Most people think of filmmaking as something like the task of setting up the actors, yelling "Action!" and "Cut!" and captivating the audience with the footage. Although this is part of the job, in reality this exciting phase takes up only 5% of the total time of a film project.

Artistry and technical thought are almost equally important in the filmmaking process. Financial issues are not the least of these. These activities, so different in nature, come together in film studios, film production centers. Next we will get a closer look at all aspects of film-making, at the whole complex of creative and production links, including film crews, script and editorial boards, music editors, lighting departments, camerawork workshops, acting departments, storage facilities for costumes and props, and much more.

Film production is one of the main branches of the film industry. It includes the artistic and creative process, the technique and technology of making a film, the organization of production, and promotion in the marketplace. The nature of the film determines the size and type of crew needed to make the film. Many Hollywood adventure films employ a cast and crew of up to a thousand people and introduce sophisticated computer graphics, while low-budget, independent films may employ only a few people, often with minimal royalties. Filmmaking is widespread around the world, using different technologies and equipment everywhere, and the process itself takes place under different financial conditions, ranging from state support of documentary filmmaking in China, to profit-oriented projects filmed in American studios.

Stages of filmmaking
The film production cycle consists of five main stages:

  • Design
  • Pre-production
  • Filming
  • Post-production
  • Distribution
A full Hollywood-style film production cycle typically takes 3 years. The first year is devoted to planning and design. The second year includes pre-production and filming, and the third year includes post-production and product distribution.

This is the stage when an idea is developed into a viable script. The film producer finds a story that can be taken from books, other films, true stories, original ideas, etc. Once the theme, or basic story, has been identified, a brief outline is prepared in the form of a step-by-step description of the scenes, with an emphasis on the dramaturgy. A preliminary version of the script is ready. This is a 25 to 30 page description of the plot, mood and character of the scenes, with brief dialogues and a description of the setting, often containing sketches in the form of drawings to visualize key points.

The script is written over a six-month period, perhaps rewritten several times to improve the drama, clarity, structure, characters, dialogue, and overall style of the story. However, producers often omit the previous steps and use ready-made scripts, which are specially processed and prepared. The distributor of the film should be familiar with the script at an early stage to assess the possible interest in the film and, therefore, its financial success. Hollywood distributors will take a measured approach to doing business, and consider such factors as: the genre of the film, the target audience, the historical success of similar films, the actors who might appear in the film and potential directors. All of these factors entail a certain appeal of the film to possible audiences and, therefore, increase the number of seats occupied in the auditorium at the premiere. Films rarely make a profit from theatrical screenings alone, so DVD sales and the distribution of commercial rights to the product must be taken into account.

A brief presentation of the film is then prepared and presented to potential financiers. If this step is successful and the film is given the "green light", then financial support is usually provided by major film studios, the film industry council or independent investors. A deal is agreed upon and a contract is signed.
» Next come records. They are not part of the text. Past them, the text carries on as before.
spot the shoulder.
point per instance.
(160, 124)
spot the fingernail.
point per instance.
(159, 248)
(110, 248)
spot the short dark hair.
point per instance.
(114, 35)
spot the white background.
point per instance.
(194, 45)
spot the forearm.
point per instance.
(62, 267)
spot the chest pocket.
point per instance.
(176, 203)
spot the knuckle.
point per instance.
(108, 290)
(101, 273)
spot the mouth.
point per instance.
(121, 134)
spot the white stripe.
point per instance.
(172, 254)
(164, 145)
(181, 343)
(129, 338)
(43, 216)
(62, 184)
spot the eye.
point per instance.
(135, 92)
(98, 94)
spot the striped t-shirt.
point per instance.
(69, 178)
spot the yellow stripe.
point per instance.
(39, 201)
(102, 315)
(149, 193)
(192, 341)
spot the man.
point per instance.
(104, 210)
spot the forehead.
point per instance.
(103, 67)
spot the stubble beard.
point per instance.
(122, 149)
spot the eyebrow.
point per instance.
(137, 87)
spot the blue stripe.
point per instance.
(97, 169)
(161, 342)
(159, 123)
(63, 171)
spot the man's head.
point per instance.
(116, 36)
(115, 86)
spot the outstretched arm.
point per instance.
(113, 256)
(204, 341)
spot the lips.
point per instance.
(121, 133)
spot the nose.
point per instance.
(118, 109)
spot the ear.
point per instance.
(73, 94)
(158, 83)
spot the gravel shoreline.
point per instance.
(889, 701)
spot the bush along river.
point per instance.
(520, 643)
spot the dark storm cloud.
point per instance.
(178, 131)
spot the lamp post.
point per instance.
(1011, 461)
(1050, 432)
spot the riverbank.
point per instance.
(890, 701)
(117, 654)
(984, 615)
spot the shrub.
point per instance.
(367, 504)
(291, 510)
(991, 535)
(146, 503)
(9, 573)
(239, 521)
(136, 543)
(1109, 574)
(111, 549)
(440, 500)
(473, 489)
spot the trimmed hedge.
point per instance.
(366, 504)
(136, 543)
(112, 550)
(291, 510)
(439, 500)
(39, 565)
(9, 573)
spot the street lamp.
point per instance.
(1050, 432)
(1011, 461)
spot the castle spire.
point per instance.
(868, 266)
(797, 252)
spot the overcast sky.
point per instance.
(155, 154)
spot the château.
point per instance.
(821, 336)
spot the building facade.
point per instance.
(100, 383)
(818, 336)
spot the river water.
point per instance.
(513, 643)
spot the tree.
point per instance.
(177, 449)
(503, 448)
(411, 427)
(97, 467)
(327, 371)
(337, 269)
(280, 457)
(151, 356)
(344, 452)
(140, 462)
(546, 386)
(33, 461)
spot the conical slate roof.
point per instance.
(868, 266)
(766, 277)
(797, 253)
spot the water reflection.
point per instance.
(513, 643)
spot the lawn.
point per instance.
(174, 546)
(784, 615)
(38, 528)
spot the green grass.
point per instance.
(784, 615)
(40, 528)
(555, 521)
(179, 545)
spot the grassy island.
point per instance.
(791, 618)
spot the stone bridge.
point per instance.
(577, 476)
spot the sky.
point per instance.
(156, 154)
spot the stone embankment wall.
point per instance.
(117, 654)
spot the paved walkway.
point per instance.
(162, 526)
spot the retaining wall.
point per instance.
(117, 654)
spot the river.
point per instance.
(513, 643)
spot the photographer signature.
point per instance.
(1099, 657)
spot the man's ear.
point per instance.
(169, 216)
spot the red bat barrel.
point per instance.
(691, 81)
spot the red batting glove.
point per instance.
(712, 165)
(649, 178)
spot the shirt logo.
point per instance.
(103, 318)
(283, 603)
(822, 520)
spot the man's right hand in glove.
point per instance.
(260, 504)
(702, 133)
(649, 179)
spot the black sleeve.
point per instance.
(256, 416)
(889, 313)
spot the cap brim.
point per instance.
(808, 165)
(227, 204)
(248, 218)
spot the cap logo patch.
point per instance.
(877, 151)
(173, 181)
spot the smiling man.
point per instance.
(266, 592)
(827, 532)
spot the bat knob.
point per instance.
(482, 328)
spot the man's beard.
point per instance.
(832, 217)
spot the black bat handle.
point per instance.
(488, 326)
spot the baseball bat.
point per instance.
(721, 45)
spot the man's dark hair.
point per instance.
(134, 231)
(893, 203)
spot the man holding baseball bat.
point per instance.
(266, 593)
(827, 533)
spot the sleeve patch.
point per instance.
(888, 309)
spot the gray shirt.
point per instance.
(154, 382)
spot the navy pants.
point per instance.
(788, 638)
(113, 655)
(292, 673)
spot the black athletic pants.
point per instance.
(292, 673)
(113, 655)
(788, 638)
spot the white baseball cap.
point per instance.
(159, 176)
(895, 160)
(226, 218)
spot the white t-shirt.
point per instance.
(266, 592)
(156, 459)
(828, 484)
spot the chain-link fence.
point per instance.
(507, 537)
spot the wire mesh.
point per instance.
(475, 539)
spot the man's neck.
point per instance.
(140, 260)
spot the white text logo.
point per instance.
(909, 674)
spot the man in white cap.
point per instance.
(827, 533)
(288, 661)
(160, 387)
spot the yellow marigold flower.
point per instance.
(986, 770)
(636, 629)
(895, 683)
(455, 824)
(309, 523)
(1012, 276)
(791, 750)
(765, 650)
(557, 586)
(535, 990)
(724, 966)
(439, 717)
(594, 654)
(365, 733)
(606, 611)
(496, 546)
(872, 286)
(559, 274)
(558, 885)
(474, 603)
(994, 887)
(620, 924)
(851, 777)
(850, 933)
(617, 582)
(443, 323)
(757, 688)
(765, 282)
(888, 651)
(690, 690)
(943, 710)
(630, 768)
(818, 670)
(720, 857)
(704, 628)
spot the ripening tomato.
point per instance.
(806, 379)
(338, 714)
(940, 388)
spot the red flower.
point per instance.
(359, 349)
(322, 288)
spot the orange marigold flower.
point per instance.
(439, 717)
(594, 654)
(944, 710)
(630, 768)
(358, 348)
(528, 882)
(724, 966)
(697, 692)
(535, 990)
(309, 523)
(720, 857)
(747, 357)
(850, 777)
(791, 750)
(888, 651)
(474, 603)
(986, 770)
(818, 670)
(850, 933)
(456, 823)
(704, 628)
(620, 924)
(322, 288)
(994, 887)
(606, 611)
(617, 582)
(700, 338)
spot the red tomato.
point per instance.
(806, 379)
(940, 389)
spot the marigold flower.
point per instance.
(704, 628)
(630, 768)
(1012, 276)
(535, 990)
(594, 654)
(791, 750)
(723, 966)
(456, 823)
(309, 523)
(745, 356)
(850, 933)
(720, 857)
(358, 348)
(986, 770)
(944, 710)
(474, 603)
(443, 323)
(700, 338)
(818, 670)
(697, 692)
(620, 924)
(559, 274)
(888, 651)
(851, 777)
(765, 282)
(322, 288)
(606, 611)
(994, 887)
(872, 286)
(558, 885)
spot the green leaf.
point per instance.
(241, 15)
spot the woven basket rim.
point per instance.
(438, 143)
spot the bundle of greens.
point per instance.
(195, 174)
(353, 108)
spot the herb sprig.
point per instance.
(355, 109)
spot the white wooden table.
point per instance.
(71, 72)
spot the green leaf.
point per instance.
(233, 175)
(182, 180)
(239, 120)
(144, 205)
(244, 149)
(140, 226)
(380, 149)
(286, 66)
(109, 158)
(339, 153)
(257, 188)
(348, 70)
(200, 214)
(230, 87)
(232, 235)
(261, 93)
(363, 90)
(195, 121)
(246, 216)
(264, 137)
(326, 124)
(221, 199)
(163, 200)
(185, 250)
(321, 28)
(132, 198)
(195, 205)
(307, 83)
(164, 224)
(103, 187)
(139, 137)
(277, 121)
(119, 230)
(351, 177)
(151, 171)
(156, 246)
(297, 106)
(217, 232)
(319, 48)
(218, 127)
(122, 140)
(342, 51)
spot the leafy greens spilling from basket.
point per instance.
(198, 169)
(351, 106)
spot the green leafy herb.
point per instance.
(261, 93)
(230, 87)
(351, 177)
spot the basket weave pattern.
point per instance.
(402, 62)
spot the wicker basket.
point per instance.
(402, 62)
In pre-production, the film is designed and a plan is developed. Film crews and production departments are formed. Illustrator and production artists create sketches for visual planning of scenes before filming. The budget of the film in designing the scenes will also be considered.

The producer needs to hire people to perform the following functions:

Director, has primary responsibility for shooting the film and managing the creative process.
The assistant director, directs the planning of the shoot and oversees the logistics of the production.
As many takes as the director sees fit.